Wednesday, 3 December 2008

the silence of lorna (w&d jean-pierre & luc dardenne)

The Dardenne brothers are figures who float at the edge of the Anglo-Saxon consciousness. Occasionally fashionable, a film of theirs will be feted, before they're forgotten again. The Silence of Lorna hasn't generated much critical acclaim, but in some small way it seems as though their films are an event, as filmmakers they're worth checking out no matter what they're doing. Not a state that can be sustained indefinitely - pace Allen and even Scorsese - but The Silence of Lorna suggests that the brothers are near the top of the game, and if this was a weekly review of note rather than an unsung warble from the blogoshpere I'd be beseeching as many readers as possible to go and see it.

The film is Lorna's story. Played with a restraint which is the all the more impressive for those brief moments, crucial to the narrative, when it's broken, by Arta Dobroshi. Lorna features in just about every scene in the film. She's an immigrant, who has settled in Belgium, and married Claudy, a hopeless junkie, in order to get her visa. This is part of a deal whereby she will marry a rich Russian following the end of her marriage to Claudy, after which she will finally get to settle down with her sweetheart, Sokol. Together they plan to open a cafe, and you kind of know that Lorna possesses the drive and the nerve to make it work, to become a 21st century success story of the globalised world.

There's only one hitch, which is that the fixer of the deal, Fabio, has decided the safest thing for everyone is if Claudy has an 'accidental' overdose and dies.
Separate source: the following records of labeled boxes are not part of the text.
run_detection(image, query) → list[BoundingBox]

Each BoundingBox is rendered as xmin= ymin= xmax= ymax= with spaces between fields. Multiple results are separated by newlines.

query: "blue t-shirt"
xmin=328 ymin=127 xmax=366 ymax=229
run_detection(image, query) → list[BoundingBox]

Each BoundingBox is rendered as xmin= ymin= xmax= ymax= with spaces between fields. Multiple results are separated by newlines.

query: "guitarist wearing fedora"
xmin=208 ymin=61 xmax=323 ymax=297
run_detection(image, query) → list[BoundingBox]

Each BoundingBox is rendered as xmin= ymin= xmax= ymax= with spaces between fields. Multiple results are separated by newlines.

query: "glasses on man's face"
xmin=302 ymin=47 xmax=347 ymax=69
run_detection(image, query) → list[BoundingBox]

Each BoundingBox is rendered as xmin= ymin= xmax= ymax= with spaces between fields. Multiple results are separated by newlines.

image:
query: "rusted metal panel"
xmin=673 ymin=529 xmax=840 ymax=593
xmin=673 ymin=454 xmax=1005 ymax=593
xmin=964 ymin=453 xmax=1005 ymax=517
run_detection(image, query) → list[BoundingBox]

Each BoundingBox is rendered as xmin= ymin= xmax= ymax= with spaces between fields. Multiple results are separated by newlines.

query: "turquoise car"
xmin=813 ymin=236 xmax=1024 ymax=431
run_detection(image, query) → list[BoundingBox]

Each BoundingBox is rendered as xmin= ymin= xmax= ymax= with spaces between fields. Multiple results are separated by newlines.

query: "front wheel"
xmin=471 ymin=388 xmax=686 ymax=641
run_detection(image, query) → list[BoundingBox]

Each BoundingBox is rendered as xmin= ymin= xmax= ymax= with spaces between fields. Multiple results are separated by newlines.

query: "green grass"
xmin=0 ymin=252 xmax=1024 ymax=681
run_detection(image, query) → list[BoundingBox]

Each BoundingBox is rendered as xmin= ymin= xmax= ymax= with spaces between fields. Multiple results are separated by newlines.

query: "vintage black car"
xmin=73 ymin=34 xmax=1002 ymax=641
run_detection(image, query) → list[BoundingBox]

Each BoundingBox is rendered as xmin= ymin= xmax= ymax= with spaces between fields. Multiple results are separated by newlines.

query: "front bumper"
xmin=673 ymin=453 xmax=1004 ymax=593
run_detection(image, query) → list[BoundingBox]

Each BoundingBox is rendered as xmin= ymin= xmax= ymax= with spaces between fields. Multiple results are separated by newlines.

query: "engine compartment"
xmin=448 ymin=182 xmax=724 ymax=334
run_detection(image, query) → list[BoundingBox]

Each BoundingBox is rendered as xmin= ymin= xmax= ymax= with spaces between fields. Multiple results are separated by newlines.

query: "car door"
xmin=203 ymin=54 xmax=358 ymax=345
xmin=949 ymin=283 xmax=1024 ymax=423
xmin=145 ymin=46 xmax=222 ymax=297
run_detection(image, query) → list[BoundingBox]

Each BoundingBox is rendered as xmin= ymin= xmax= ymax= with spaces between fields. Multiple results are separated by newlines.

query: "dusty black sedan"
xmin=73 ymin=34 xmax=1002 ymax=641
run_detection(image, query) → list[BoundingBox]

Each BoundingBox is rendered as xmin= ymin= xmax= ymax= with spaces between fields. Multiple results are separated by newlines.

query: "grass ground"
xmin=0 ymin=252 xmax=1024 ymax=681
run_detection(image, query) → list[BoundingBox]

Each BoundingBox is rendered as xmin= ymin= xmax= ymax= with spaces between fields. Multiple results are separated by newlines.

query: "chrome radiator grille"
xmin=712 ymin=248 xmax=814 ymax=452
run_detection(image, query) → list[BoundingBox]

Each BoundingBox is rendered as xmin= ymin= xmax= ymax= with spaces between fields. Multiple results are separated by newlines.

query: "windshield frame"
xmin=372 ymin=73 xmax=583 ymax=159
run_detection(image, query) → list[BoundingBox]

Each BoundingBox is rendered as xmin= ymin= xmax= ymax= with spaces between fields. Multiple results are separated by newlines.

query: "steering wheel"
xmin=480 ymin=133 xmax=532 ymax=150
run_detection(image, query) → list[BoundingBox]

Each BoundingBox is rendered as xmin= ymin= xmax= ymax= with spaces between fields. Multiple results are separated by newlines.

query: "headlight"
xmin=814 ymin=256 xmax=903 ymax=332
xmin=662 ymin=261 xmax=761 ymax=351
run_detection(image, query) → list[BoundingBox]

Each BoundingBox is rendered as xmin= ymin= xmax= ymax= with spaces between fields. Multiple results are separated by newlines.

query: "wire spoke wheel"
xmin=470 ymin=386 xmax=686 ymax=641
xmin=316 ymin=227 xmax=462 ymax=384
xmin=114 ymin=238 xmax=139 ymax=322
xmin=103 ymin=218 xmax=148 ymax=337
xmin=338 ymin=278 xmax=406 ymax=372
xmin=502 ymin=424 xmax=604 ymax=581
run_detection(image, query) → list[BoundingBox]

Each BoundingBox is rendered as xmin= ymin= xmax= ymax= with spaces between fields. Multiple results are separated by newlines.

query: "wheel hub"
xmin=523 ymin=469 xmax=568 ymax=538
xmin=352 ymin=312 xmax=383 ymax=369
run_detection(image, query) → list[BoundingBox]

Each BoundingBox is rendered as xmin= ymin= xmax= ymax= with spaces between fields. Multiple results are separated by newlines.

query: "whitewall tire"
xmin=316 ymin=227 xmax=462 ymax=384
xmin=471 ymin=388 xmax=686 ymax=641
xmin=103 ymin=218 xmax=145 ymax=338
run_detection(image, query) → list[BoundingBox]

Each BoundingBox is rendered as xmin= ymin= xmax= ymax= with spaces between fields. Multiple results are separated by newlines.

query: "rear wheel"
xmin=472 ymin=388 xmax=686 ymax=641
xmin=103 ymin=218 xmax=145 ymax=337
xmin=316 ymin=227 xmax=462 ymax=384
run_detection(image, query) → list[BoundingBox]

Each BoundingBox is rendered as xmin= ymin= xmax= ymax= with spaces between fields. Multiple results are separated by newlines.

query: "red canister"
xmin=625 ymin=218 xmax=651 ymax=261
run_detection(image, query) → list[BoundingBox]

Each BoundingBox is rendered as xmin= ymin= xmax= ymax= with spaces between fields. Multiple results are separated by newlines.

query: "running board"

No matter what the harsh realities of life dictate, and in spite of the fact their marriage is a sham, Lorna can't come to terms with this. When Claudy decides to quit heroin,  he turns to Lorna for help, and she can't help but provide it. She tries to fix a divorce instead, and, when Claudy's on the point of regressing back to drugs, she sleeps with him. After Claudy dies of an overdose, arranged by Fabio, Lorna realises or decides she's pregnant, and in spite of the fact she knows its going to fuck everything up, she refuses to have an abortion.

It's a simple tale, and classic storytelling. The neo-realist filming style, as plain and unadorned as can be, contributes to the narrative's believability. In another context the story might be melodramatic, but in this one, and told this way, it feels like a report from the front line of the global village, where the simple act of choosing to keep a child can become one of almost absurd courage. Lorna's insistence of preserving her humanity in spite of the price she will have to pay for it is heroic, and leads to a denouement containing a whole forest full of tension.

The directors succeed in coaxing a remarkable performance from Dobroshi, as well as from Jeremie Renier as Claudy. The film's simplicity is its strength. The Silence of Lorna is a film made in the image of its heroine: discovering a sense of value in what lies beneath the surface, in spite of the world's constant seeking of value in what can be seen on the surface alone.